Huefte

Hüftendoprothesenversorgung (HEP)

Arthrotische Gelenkerkrankungen beeinträchtigen die Patienten durch Schmerzen und Funktionseinschränkungen erheblich und vermindern so deren Lebensqualität.

Die Therapieoption bei hochgradiger Koxarthrose ist die Wahl des endoprothetischen Gelenkersatzes. Der Ersatz durch ein künstliches Hüftgelenk erfolgt mit dem Ziel, dem Patienten Schmerzfreiheit und eine alltagstaugliche Hüftgelenkbeweglichkeit zu ermöglichen. Dabei sollte die Lebensdauer (Standzeit) der Prothese möglichst lang sein, um die Zahl notwendiger Wechseleingriffe gering zu halten.

Ein Implantatwechsel ist üblicherweise bei Implantatlockerung angebracht. Die Ursachen für eine Implantatlockerung können bei Knochensubstanzverlust im Prothesenlager, dem Ausbleiben des knöchernen Einheilens bei zementfreien Prothesen, einer akuten oder chronischen Infektion des Prothesenlagers oder einer traumatisch bedingten periprothetischen Fraktur vorliegen.

Die Standzeit der Hüft-Endoprothesen beträgt in der Regel mehr als 15 Jahre.

Bei der Hüft-TEP handelt es sich um einen elektiven Eingriff, d.h. einem Eingriff, bei dem eine strenge Indikationsstellung zu fordern ist. Linsell et al. wiesen in einer großen Befragungsstudie darauf hin, dass Patienten, die mit einer Hüft-TEP versorgt wurden, trotzdem weiterhin insgesamt mehr Hüftbeschwerden als die vergleichbare Gesamtbevölkerung aufweisen (Linsell et all. 2006).

Die europäische multidisziplinäre Leitlinie der EULAR (Zhang et al. 2005) definiert therapierefraktäre Schmerzen und Beweglichkeitseinschränkungen in Verbindung mit radiologischen Athrosezeichen als Indikation zum Hüftgelenkersatz.

Der Gemeinsame Bundesausschuss (G-BA) hat die Institution nach § 137mit der Entwicklung von Qualitätsindikatoren, Instrumenten und der damit verbundenen Dokumentation für das Verfahren „Hüftendoprothesenversorgung“ beauftragt.

Ziel sollte sein, die beiden bisherigen Verfahren Hüft-Endoprothesen-Erstimplantation und Hüftendoprothesenwechsel zu einem Qualitätssicherungsverfahren zu verbinden, so dass auch eine Langzeitbeobachtung möglich ist.
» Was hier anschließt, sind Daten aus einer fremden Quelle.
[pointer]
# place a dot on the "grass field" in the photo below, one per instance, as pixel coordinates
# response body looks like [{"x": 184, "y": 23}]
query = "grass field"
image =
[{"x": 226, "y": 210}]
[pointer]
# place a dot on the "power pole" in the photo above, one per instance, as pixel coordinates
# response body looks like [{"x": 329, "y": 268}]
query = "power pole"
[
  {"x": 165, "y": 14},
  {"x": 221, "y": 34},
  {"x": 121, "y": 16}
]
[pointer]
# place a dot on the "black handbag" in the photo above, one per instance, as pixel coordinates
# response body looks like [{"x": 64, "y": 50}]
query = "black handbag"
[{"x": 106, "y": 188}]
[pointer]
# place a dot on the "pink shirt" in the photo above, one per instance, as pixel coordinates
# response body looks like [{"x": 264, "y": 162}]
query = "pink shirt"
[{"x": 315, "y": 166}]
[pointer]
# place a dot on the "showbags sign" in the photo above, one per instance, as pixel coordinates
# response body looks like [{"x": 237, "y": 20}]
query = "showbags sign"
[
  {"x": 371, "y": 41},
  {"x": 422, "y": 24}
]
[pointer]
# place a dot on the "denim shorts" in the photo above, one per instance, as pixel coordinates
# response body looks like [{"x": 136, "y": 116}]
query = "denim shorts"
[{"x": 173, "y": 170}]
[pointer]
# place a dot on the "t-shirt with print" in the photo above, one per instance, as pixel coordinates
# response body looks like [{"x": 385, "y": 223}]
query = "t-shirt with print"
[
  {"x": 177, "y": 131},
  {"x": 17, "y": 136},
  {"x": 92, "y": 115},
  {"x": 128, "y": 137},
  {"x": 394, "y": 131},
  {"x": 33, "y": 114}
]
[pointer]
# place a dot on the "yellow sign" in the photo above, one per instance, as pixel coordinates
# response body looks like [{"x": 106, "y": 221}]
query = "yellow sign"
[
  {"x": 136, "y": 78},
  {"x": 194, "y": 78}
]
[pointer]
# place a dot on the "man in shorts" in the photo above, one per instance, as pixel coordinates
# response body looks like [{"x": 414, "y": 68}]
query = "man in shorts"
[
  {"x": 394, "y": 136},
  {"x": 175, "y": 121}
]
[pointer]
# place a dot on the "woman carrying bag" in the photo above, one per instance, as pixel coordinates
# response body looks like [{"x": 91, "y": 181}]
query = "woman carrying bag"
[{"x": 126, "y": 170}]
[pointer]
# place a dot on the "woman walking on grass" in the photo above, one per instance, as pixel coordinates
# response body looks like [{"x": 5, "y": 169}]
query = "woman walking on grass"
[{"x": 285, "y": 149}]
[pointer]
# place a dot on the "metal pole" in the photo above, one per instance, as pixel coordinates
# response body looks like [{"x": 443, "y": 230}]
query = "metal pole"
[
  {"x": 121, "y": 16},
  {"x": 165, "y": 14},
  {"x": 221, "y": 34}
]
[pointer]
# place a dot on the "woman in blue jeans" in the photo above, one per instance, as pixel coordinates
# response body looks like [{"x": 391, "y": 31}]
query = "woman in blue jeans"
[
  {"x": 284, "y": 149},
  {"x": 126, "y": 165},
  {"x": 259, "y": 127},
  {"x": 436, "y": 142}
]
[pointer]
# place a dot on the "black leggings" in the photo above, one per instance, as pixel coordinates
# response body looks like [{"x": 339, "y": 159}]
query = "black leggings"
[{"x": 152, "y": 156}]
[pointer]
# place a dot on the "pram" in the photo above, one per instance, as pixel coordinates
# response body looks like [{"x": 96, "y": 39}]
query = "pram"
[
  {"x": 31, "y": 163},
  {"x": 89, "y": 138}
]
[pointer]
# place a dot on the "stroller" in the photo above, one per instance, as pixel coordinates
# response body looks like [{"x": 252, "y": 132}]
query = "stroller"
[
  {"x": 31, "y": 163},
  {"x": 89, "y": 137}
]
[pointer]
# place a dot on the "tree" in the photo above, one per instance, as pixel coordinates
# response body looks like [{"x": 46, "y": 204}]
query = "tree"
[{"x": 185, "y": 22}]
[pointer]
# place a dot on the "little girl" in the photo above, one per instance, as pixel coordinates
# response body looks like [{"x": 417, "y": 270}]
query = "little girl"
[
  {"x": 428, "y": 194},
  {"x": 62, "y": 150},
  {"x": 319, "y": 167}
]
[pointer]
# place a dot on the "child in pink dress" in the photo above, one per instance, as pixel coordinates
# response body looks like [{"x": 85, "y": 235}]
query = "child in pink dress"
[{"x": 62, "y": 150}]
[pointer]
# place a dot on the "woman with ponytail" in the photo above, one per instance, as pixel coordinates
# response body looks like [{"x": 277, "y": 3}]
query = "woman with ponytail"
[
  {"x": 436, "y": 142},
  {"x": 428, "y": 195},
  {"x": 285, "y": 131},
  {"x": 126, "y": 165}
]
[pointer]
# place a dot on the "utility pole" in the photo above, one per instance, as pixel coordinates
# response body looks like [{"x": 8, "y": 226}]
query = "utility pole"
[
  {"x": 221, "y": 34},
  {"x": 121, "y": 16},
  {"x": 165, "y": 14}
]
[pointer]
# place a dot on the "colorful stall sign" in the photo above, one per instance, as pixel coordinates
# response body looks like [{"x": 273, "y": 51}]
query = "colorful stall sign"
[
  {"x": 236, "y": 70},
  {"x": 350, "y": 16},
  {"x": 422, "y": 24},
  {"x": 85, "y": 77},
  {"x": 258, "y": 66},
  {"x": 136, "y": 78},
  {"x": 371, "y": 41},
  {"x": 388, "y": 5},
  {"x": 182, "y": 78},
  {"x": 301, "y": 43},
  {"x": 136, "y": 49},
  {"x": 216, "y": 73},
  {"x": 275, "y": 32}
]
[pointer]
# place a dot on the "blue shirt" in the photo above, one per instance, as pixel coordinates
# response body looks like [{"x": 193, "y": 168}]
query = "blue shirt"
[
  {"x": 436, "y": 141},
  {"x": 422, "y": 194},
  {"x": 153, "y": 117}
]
Mit den bisherigen Verfahren zur externen stationären Qualitätssicherung, die zum 1. Januar 2015 vom Verfahren „Hüftendoprothesenversorgung“ abgelöst wurden, ließ sich durch die sektorale Begrenzung und die immer kürzere Verweildauer die Versorgungsqualität in der endoprothetischen Versorgung des Hüftgelenks nur unzureichend beurteilen. Aus diesem Grund konnten Aussagen über Revisionshäufigkeiten oder andere behandlungsbedürftige Komplikationen und deren Gründe nur unzureichend getroffen werden.

Um eine langfristige Beurteilung zu ermöglichen, müssen alle an der Versorgungskette beteiligten Leistungserbringer (Orthopäden, Rheumatologen und Unfallchirurgen) sowohl im ambulanten als auch im stationären Sektor in der Qualitätssicherung berücksichtigt werden.

Festgelegt wurde hier ein Betrachtungszeitraum von einem Jahr nach Erstversorgung.

Da der G-BA nur über § 137 SGB V die Regelungsverfügung hat, werden für das sogenannte Follow-Up die erhobenen Sozialdaten und Patientenbefragungen genutzt. Die Patienten werden darüber über ein ihnen auszuhändigendes Merkblatt informiert.

Welche Fälle werden erfasst?

Jeder Eingriff, der als Hüft-Endoprothesen-Eingriff im Krankenhausinformationssystem kodiert wird, löst eine Dokumentationspflicht aus. Einschränkungen in der Auslösung der QS-Dokumentation gibt es nicht. Ausnahmen bilden hier Tumorerkrankungen der Hüfte, Hüft-TEP bei Hüft-Dysplasie und Hüft-TEP bei spastischer Kontraktur. Hier erfolgt die Qualitätssicherung lediglich in der Erfassung der Basisdaten. Einige Qualitätsindikatoren können bei den genannten Beispielen nicht erfüllt werden (z.B. Indikationsstellung) und würden ein verfälschtes Bild der geleisteten Qualität widerspiegeln.